Are you interested in the future?
You may want to reply – “Isn’t everyone?” Well, no, most people aren’t. We’re living in a time when, except for politics, the economy and our personal prospects, most people have their eyes very carefully averted from the future.
Science fiction films may get big turnouts, but it’s mostly for the entertainment.It wasn’t for nothing that George Lukas placed the Star Wars films in another galaxy “far away and long ago”. Those films were not about the future. Neither were The Matrix (let’s hope), or the two Bladerunners, except as a reflection of our deep fear of the future.
I’ve been fascinated by the future since 1959 when I began to read the dazzling science fiction of that time. Those stories, and the steady advances in computers and robotics that followed, convinced me long ago that AI and robots are going to play a big role in our future.
A while ago, I began searching for a book that could bring me up to date on AI, and found Ray Kurzweil’s book,The Singularity is Near. Over 600 pages, it’s an encyclopedia of the near future.
Kurzweil is a robotics developer/futurist. He wrote the book because he thinks we are sleep-walking into the future. New technologies, drugs, genetic procedures, etc, arrive month after month and receive almost no resistance. If we continue this lemming-like advance, we may be sorry.
Back in the 1950s, physicist/mathematician John von Neumann observed that if technology continued to evolve at a steadily accelerating pace there would come a critical point when that acceleration would turn into an explosion – the Singularity.
Kurzweil believes the Singularity is close (his predicted date – 2045). Because of this, he says our century will not simply be another 100 years of technological progress – it will be 20,000 years worth of progress.
In other words, the future is going to come all at once. If faster-than-light travel is possible, it will probably happen in this century. Super-intelligent robots, some with bodies indistinguishable from yours, may fill the streets by mid-century. Most of what science-fiction writers expected to come in 100 – 200 years may be just around the corner.
For example, AI researchers are still struggling to produce a computer equal to the human brain. But on specific tasks they have exceeded that – the best chess-playing computers have left human grand-masters in the dust. For competition they have to play each other now.
Try putting a small paragraph from any novel or other book into one of the new translation apps (Google’s is one of the best). I did it with sentences from my own novels, putting them into Spanish in which I am reading-fluent. The translations were flawless. And almost instant. I was left in awe. I believe a computer that can do that is on the brink of sentience.
The goal of most AI researchers is not to match human intelligence. It is super-intelligence that will go far beyond what humans can do.
It remains to be seen when they can reach that, but Kurzweil predicts that by 2030 you will be able to buy a laptop for a $1,000 equal to 1,000 human brains. By 2050, he says that money will buy a computer with more thinking power than all the human brains on Earth. That would be your home computer. What a super-computer would be like is beyond imagining.
Do you see what might be coming? If there are no gods now, they may be coming soon. If the gods that many people worship now are real, what will they make of these upstarts?

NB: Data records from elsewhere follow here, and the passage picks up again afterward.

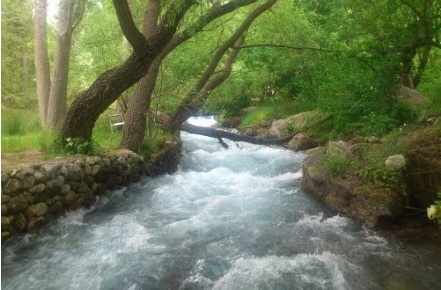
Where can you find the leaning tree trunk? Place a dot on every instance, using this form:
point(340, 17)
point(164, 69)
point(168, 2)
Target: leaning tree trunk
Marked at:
point(196, 97)
point(58, 92)
point(42, 71)
point(88, 105)
point(424, 59)
point(194, 101)
point(406, 68)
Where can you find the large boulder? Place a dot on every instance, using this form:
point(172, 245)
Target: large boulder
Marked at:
point(395, 162)
point(411, 97)
point(301, 142)
point(298, 123)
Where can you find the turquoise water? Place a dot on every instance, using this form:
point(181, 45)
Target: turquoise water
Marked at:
point(227, 219)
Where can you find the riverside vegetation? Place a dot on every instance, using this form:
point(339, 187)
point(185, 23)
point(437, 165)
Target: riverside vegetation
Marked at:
point(301, 56)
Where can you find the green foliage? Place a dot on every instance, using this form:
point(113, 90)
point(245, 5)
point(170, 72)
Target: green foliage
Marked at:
point(371, 166)
point(336, 165)
point(17, 68)
point(153, 141)
point(379, 175)
point(18, 122)
point(79, 146)
point(275, 110)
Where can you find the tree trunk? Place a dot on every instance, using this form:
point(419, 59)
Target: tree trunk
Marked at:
point(197, 96)
point(194, 100)
point(42, 72)
point(424, 59)
point(58, 92)
point(219, 134)
point(88, 105)
point(406, 68)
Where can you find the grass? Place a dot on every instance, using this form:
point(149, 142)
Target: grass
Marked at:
point(21, 131)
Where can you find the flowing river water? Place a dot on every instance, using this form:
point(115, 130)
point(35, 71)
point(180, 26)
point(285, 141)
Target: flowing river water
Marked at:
point(227, 219)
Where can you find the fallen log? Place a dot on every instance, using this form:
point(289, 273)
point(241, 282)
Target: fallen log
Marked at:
point(219, 134)
point(162, 118)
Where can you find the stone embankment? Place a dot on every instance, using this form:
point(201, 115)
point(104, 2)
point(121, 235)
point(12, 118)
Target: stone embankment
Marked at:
point(32, 196)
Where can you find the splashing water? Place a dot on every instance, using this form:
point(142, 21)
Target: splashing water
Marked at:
point(228, 219)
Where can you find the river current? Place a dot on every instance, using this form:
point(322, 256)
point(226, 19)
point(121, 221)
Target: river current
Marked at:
point(227, 219)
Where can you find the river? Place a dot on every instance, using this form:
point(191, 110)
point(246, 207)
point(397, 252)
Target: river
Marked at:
point(227, 219)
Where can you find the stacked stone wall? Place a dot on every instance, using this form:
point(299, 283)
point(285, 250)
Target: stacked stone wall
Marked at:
point(34, 195)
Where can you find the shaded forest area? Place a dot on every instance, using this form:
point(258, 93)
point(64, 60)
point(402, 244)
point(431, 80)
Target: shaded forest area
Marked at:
point(68, 65)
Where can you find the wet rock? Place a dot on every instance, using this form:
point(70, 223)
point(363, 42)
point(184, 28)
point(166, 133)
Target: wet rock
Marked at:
point(65, 188)
point(5, 177)
point(395, 162)
point(370, 206)
point(27, 181)
point(69, 198)
point(51, 169)
point(39, 177)
point(36, 210)
point(373, 140)
point(411, 97)
point(17, 204)
point(34, 223)
point(12, 185)
point(19, 221)
point(5, 199)
point(5, 234)
point(6, 224)
point(338, 149)
point(301, 142)
point(91, 160)
point(280, 128)
point(56, 182)
point(38, 188)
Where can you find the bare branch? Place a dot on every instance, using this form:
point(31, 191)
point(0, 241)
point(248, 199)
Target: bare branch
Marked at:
point(292, 47)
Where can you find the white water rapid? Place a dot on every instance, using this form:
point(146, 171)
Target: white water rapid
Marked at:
point(227, 219)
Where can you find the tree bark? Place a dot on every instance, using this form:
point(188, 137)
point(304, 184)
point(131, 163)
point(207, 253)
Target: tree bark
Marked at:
point(194, 100)
point(424, 59)
point(197, 96)
point(135, 119)
point(88, 105)
point(219, 134)
point(58, 91)
point(42, 71)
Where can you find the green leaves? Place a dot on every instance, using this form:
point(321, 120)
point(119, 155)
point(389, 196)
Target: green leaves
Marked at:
point(79, 146)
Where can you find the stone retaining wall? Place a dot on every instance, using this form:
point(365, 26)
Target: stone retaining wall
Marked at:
point(34, 195)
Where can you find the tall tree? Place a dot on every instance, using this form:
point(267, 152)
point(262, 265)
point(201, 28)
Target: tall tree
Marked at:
point(42, 71)
point(17, 52)
point(135, 120)
point(209, 80)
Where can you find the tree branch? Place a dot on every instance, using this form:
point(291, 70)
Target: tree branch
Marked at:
point(129, 29)
point(293, 47)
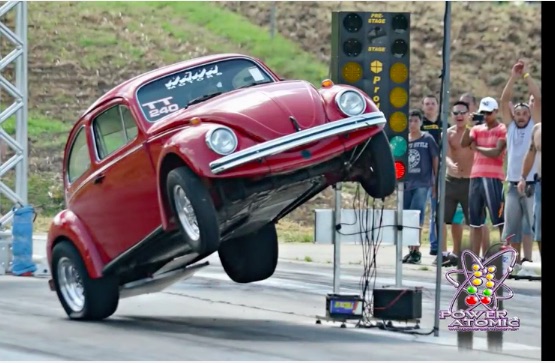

Are you concerned that we’ll be no match for robots and AI, that they will simply replace us? The science-fiction of Isaac Asimov tried to reassure us, insisting that robots/computers will always be required to protect and assist humans (the ‘Three Laws of Robotics’).
Kurzweil thinks Asimov was wrong. He thinks super-intelligence will be uncontrollable. So we better make sure that it’s on our side, which means that we should be working on that relationship now.
Shouldn’t we all be thinking about this?